中日・中田翔内野手(35)が燃えている。昨年は腰痛の影響で不本意な成績(打率2割1分7厘、4本塁打、21打点)に終わった中田だがドラゴンズ応援大使のSKE48・熊崎晴香(27)の直撃に今季にかける思いを激白。自身の思いを貫き通して逆襲に転じるつもりだ。

【中田翔インタビュー(1)】

 熊崎 18年目のシーズンを迎える今の心境はどうですか。

 中田 野球を始めて今までいろんなことがありましたけど、続けられているということは周りのサポートのおかげだと思っています。
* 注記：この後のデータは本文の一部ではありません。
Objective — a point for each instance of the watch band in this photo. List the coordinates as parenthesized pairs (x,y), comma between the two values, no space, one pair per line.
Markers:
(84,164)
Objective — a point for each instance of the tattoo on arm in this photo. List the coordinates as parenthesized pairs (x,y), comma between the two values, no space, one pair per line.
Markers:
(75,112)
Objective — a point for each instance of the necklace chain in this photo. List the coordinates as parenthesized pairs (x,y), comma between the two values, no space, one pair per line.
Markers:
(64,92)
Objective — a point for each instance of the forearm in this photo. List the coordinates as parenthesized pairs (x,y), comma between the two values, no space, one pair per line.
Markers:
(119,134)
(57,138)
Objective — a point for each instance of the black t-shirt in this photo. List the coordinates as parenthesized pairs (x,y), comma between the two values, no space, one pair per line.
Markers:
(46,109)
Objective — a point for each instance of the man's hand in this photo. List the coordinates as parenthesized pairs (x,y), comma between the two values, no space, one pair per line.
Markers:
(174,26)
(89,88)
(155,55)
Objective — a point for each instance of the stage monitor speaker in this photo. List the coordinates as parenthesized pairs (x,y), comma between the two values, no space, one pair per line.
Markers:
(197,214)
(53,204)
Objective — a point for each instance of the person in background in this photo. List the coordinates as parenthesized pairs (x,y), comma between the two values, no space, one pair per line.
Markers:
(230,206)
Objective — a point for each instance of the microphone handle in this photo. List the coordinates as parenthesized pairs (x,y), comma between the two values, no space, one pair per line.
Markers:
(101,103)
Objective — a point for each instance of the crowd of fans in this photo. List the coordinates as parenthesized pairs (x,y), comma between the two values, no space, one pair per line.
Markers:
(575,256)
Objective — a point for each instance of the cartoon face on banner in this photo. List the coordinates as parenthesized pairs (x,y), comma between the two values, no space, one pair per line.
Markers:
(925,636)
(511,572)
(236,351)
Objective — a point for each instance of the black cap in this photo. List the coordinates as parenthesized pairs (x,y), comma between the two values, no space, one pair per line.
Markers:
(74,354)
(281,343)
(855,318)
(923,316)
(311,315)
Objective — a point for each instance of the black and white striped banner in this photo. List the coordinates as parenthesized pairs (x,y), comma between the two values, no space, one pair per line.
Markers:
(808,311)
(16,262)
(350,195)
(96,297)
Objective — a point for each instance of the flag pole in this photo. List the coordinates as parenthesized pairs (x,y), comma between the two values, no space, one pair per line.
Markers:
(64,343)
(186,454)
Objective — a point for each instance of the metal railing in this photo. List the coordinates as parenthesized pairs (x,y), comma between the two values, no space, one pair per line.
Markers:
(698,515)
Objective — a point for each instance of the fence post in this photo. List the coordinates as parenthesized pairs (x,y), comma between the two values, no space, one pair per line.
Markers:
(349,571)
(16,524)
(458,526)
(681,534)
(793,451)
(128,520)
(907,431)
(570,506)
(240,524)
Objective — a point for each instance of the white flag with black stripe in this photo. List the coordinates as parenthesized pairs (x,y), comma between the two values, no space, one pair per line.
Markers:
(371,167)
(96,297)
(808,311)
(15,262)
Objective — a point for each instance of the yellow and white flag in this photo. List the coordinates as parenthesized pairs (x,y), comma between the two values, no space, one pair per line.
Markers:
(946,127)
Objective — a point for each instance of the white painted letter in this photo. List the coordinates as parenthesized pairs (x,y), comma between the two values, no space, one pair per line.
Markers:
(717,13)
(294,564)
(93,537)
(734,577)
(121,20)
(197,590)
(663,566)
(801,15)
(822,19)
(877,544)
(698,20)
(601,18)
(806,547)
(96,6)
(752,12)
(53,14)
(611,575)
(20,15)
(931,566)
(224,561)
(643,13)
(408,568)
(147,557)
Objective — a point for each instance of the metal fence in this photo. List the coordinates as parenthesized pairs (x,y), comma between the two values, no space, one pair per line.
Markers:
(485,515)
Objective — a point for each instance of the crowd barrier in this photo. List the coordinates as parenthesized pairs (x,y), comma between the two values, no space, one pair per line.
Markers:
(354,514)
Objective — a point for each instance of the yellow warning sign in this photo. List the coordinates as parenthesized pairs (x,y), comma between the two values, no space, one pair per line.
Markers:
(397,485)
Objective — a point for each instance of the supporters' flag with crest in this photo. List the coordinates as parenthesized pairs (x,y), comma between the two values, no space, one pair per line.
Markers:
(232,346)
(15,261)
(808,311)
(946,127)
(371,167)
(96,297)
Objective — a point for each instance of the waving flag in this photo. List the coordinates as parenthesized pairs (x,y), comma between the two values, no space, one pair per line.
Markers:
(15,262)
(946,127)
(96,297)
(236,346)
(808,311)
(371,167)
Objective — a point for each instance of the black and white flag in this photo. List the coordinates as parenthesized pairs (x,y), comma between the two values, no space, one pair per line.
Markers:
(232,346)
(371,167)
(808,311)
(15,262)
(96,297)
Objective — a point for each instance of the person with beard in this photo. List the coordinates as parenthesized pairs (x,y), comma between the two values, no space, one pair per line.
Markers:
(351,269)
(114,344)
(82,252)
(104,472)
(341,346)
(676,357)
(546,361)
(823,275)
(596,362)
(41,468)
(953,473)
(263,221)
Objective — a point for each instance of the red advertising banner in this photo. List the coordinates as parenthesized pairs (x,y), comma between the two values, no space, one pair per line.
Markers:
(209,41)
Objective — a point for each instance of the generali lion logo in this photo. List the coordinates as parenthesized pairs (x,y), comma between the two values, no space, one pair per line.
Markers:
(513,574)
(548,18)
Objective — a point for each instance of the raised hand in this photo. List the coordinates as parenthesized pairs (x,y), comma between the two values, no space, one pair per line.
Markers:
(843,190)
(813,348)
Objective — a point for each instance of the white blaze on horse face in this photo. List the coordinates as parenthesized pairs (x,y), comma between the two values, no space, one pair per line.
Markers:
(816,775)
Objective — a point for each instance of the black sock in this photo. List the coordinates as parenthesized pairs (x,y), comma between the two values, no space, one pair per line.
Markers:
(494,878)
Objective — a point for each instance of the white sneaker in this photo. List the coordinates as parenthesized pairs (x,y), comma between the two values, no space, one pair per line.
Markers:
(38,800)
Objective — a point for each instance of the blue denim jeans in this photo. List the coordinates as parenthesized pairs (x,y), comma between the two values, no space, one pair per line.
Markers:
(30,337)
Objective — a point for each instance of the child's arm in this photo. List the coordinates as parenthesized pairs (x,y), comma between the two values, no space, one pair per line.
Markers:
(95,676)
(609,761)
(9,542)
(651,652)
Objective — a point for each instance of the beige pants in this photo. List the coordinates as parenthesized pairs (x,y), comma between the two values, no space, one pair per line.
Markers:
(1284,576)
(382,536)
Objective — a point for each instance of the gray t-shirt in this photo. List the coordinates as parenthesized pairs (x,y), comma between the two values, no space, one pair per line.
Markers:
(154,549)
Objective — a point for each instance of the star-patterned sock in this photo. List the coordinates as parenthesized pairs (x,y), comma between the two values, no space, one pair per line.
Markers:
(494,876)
毎年毎年18年間を思い返しながら皆さんに感謝をしています。

 熊崎 現在のコンディションはいかがですか。

 中田 オフに入って体重も17キロぐらい落として動きは楽だし、腰の状態もいい。心配ないと思います。

 熊崎 17キロはどうやって落としたんですか。

 中田 オフに入った瞬間から有酸素運動。走って汗をかく。体重を落としたことで動きは楽ですね。体重がある時に比べてちょっとパワーがなくなっているという実感はあるけれど、その分キレが感じられるのでいいのかなと思います。

 熊崎 開幕に向けてバッティングの状態はどうですか。

 中田 オープン戦を通して自分の中でボールの見え方や感覚は良かったです。ただ結果(打率1割1分1厘、0本塁打、2打点)は出ていないので何とも言えないです。

 熊崎 中田選手は昨年は開幕戦でホームランを打ちました。やっぱり今年もファンの皆さんは期待していると思います。

 中田 去年は本当にいいスタートを切れたんですけど、シーズン中盤からフォームチェンジに取り掛かって、そこから自分のバッティングを見失ってしまった。いろんなバッティングフォームを試している中で体に対して負担がきてしまうものもあるので、今年は貫き通したい。その中で結果が出ればもちろんチームの勝ちにもつながってくると思いますし、結果が出なければ、こういう世界だから自分の野球人生においてどうなるかは分からないですけど、それぐらいの覚悟を持って今年1年いろいろなことを貫き通してやっていきたいと思います。

 熊崎 貫き通すということでこの打撃フォームだというものはできてきたんでしょうか。

 中田 今のフォームがある程度しっくりきている。スイング軌道だったり、ボールを捉えにいくバットの角度であったり。微調整というものは必要になってくるものだと思うんですけど、今は違和感なくやれてるので、今のままそれに乗っていきたいなと思います。

 熊崎 井上監督になって1年目のシーズンですがチームの雰囲気はいかがですか。

 中田 コミュニケーションを大事にされている監督さんだと思いますし、若い子たちが萎縮せず、のびのびとやれる環境を作ろうとしてくださっていると思うので、その辺はチームとしてはプラスなんじゃないかなと思います。僕の意図というか、18年目、本当に野球人生をかけてやりますという気持ちを去年、今年と伝えていますし、僕もそれなりの覚悟を持って名古屋に来ている。その中で、実績が伴わなければ当たり前ですけど試合に出れなくなってくる。それは僕が一番ヒシヒシと感じているので、そうならないように今年1年頑張ります。

 熊崎 井上監督は5位や6位ばかりの順位予想について「見返してやろう」と選手の皆さんに話されてました。

 中田 まあ仕方ないですよね。3年連続最下位なんでね。順位予想で下に見られるのは当然のことであって、僕も日本ハム時代に「また今年も最下位予想かよ」という経験を散々してきた。でもそこから優勝、日本一とやってきた。中日もそれだけのメンバーはそろっていると僕は信じている。僕も含めて一人ひとりがチームに貢献するという気持ちを強く持っていけばそれが結束力となって、強い最高のチームになると思う。そこまであともう一歩だと思っています。

 熊崎 その一歩は何ですか。

 中田 個人的にはもっと個々を出していいのかなって思います。なんて説明したらいいかわからないので、ちょっと言い方が変になるかもしれないけど、みんなわがままでいいんじゃないのかな。やっぱりフィールドに立っているのは自分たちなわけだから。打席に立った時は僕らも孤独ですし、一人きりですからね。だからもっともっとみんないい意味でわがままに自分勝手にね。自分の意思というものを貫ければいいのかなと思います。日本ハムが強かった時ってやっぱりそうでしたから。みんながすごく自由で細かいことを言えば髪の色もバラバラで(笑い)。わがままな選手が多かったけどみんなが一つになった時はどう表現していいかわからない強さがあった。その時は若い選手が多かったし、今の中日も若い選手がどんどん出てきているから、そういうチームになれるんじゃないかな、と僕は思っています。